La tension monte dans les zones cacaoyères de Côte d’Ivoire. Après plusieurs manifestations de producteurs dénonçant des stocks de cacao invendus et des paiements en attente, le Conseil du Café-Cacao (CCC) prévoit d’envoyer des responsables dans le centre-est du pays afin de calmer la situation.
Côte d’Ivoire : le gouvernement face à la colère des producteurs de cacao
Selon une source proche du CCC citée par Reuters, une mission officielle doit se rendre à M’Batto, une ville où des dizaines de planteurs ont récemment bloqué des routes pour réclamer le paiement de leurs récoltes. La police avait dispersé les manifestants à l’aide de gaz lacrymogènes.
Des stocks de cacao qui s’accumulent
La Côte d’Ivoire, premier producteur mondial de cacao, fait face depuis plusieurs mois à une accumulation de fèves invendues. Cette situation est apparue entre novembre et décembre, après une forte baisse des prix mondiaux, devenus inférieurs aux prix garantis localement par le CCC.

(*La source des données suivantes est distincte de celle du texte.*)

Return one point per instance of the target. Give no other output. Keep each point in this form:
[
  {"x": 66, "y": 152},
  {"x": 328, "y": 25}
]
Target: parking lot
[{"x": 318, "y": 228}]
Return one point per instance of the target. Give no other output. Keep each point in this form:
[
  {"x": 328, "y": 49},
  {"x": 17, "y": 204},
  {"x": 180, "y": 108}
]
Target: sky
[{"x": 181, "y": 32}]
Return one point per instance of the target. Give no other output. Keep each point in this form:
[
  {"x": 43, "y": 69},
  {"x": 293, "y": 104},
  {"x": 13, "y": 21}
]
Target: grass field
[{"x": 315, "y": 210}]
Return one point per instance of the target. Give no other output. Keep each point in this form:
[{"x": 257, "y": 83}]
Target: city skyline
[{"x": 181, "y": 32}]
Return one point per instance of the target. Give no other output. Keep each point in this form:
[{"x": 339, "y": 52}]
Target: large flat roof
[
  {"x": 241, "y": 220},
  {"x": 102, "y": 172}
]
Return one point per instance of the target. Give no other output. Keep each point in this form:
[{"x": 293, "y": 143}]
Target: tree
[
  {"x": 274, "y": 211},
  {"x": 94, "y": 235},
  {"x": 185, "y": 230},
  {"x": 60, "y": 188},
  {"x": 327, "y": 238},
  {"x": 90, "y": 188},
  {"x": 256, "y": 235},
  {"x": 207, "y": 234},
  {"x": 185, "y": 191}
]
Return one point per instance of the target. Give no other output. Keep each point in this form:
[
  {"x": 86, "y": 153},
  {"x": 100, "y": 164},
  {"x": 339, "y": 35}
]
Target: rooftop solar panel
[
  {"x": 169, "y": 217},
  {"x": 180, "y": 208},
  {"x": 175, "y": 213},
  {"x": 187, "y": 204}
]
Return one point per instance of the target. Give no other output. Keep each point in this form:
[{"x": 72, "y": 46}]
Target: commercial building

Pour limiter les pertes, le gouvernement avait lancé un programme de rachat des stocks. Mais sur le terrain, de nombreux producteurs affirment ne toujours pas avoir reçu l’argent correspondant à leur cacao récolté pendant la grande campagne, entre octobre et mars.
Cette attente provoque un profond découragement chez les cultivateurs, qui craignent désormais pour la prochaine récolte.
Dans la région de Daloa, au centre-ouest du pays, une coopérative regroupant plus de 300 producteurs affirme détenir encore environ 150 tonnes de cacao invendu.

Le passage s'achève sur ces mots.